We stayed up late. When I wake up the next day, I’m def hangover. But you know me, I don’t drink, and I told you I barely ate as I was trying to follow the cross-fire conversations happening all at once at the dinner table.
I’m hangover because it’s over. Every other day of the year, you can’t even imagine how grateful I am for the life I get to live, my heart filled with joy for the opportunity I have to be alive and experience such privileged conditions.
But this morning, my apartment feels a little empty. The gong I play to heal me through my sleep wasn’t able to relieve the sadness that joined me when I got to bed well past midnight. It’s still hanging in here, next to the Christmas tree I light on 24/7, to pretend there’s something to celebrate, to illuminate the gray days following the bright nights.

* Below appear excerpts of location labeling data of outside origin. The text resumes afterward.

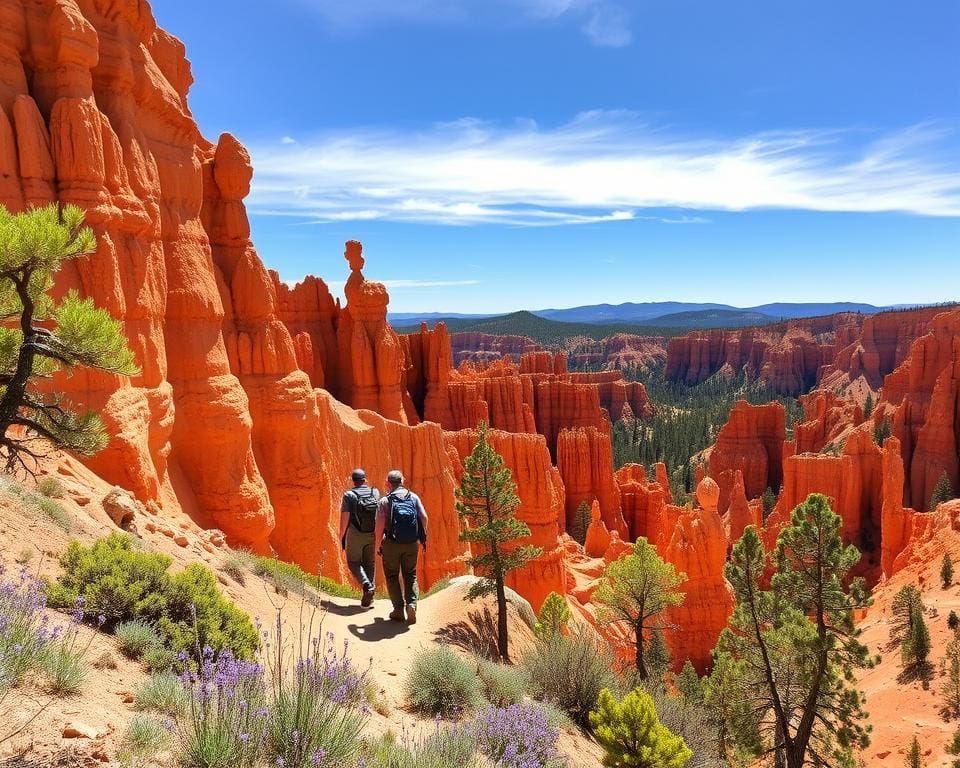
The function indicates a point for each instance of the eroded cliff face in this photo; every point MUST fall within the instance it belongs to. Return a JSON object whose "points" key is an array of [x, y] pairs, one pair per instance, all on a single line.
{"points": [[225, 421]]}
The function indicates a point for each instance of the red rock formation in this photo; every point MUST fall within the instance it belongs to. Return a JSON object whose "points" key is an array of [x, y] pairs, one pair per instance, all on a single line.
{"points": [[598, 538], [922, 396], [643, 502], [541, 494], [486, 347], [697, 547], [787, 356], [223, 422], [751, 441], [585, 462]]}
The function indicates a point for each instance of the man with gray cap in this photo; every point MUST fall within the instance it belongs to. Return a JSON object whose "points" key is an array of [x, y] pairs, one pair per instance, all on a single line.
{"points": [[401, 531], [358, 519]]}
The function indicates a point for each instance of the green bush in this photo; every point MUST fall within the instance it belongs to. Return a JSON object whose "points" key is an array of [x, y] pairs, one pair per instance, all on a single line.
{"points": [[136, 637], [159, 659], [142, 739], [162, 692], [570, 672], [123, 584], [114, 580], [198, 615], [503, 685], [631, 734], [442, 683]]}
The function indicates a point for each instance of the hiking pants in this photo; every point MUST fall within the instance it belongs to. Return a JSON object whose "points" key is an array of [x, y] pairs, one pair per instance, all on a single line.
{"points": [[361, 557], [401, 559]]}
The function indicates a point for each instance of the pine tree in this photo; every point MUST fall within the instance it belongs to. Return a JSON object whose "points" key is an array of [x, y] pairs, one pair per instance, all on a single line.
{"points": [[581, 521], [45, 336], [951, 688], [796, 639], [904, 607], [635, 590], [914, 758], [632, 735], [916, 643], [942, 492], [553, 617], [487, 503], [689, 685]]}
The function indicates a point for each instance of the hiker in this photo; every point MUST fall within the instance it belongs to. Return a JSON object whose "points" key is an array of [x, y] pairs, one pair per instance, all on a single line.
{"points": [[358, 520], [401, 531]]}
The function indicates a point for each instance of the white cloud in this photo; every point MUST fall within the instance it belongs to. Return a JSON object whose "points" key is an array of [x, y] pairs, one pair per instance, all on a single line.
{"points": [[604, 22], [600, 167]]}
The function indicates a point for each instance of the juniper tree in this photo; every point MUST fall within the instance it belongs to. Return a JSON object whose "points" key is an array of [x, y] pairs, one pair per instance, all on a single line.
{"points": [[942, 492], [635, 590], [40, 336], [795, 640], [487, 503]]}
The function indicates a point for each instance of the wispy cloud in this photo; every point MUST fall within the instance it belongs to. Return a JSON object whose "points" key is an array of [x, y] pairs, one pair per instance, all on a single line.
{"points": [[604, 22], [600, 167]]}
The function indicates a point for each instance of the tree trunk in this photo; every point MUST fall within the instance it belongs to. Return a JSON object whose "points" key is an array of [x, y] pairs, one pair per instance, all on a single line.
{"points": [[641, 665], [502, 621]]}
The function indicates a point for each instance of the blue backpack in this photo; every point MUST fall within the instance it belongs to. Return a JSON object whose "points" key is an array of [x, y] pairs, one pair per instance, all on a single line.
{"points": [[404, 524]]}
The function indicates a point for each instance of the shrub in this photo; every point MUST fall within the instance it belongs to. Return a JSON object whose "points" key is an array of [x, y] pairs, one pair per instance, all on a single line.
{"points": [[198, 615], [159, 659], [136, 637], [502, 684], [114, 579], [554, 616], [122, 584], [225, 725], [51, 487], [570, 672], [442, 683], [516, 736], [631, 733], [142, 739], [24, 629], [162, 692], [442, 749]]}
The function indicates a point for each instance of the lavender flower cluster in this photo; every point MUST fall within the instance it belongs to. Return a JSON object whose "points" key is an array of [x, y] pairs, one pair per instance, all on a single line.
{"points": [[517, 736], [299, 710], [25, 629]]}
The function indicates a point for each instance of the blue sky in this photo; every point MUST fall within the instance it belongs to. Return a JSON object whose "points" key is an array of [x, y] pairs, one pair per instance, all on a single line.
{"points": [[496, 155]]}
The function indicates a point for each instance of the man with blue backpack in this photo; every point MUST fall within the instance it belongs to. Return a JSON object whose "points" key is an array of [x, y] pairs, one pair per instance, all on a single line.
{"points": [[358, 520], [401, 531]]}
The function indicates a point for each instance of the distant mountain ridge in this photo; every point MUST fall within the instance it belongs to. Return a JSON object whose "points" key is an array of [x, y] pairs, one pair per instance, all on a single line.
{"points": [[662, 314]]}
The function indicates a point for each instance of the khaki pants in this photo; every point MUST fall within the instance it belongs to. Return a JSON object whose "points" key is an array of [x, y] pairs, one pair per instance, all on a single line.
{"points": [[361, 558], [401, 559]]}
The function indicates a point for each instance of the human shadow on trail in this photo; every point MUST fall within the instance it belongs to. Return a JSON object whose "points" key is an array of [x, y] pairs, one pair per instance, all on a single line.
{"points": [[343, 610], [477, 633], [378, 629]]}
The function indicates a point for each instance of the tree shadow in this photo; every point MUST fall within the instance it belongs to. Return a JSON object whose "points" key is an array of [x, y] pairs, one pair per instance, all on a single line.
{"points": [[476, 634], [343, 610], [917, 672], [380, 629]]}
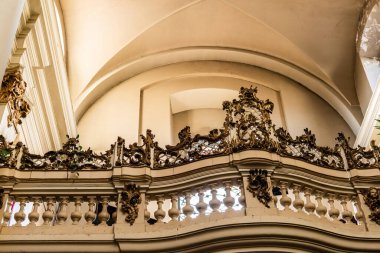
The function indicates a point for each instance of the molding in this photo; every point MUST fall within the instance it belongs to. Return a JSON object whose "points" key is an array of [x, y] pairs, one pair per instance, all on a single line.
{"points": [[52, 33], [367, 128], [330, 94]]}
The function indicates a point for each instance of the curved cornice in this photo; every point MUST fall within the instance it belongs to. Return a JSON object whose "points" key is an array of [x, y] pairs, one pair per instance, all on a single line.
{"points": [[264, 233], [325, 90]]}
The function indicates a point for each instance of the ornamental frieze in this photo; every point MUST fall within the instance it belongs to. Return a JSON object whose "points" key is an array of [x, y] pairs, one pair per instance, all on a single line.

So yes, like many single ladies (and gentlemen I suppose), I cry a bit. Imagining what it must be to never come home to a silent house. To get back from these parties with someone you love, and snuggle in with them on the couch in the cold winter evening after the long drive home.
To wake up in the morning to the melodious sound of the grinder, the promise of a freshly brewed coffee prepared by your person.
I cry a bit but it’s okay. Actually, I’m glad I do.
Those are not the best vacation ever. I’m in a strange, smushy (and slushy) emotional state. So much better than last year, totally assuming my single status, yet still unable to hold back those tears.
I guess it’s part of the process. I used to be so blessed, always surrounded by love and attention, I couldn’t appreciate it. Now I get the contrast. I know that when it’ll be my turn to host the party in my brick house (with a red door), with my parents, cousins, sister, in-laws and kids, when I’ll be the one hustling in the kitchen, wondering why on earth did I make four children, all so pretty they found big, muscular boyfriends hungry as hell, I’ll have those moments to look back to.
The boring afternoons I spend wandering around, the discouraged sobs, the lonely nights watching Mad Men in my Snuggie. Those will be the moments I’ll remember to appreciate how blessed I am to be in such a sweet, sweet family.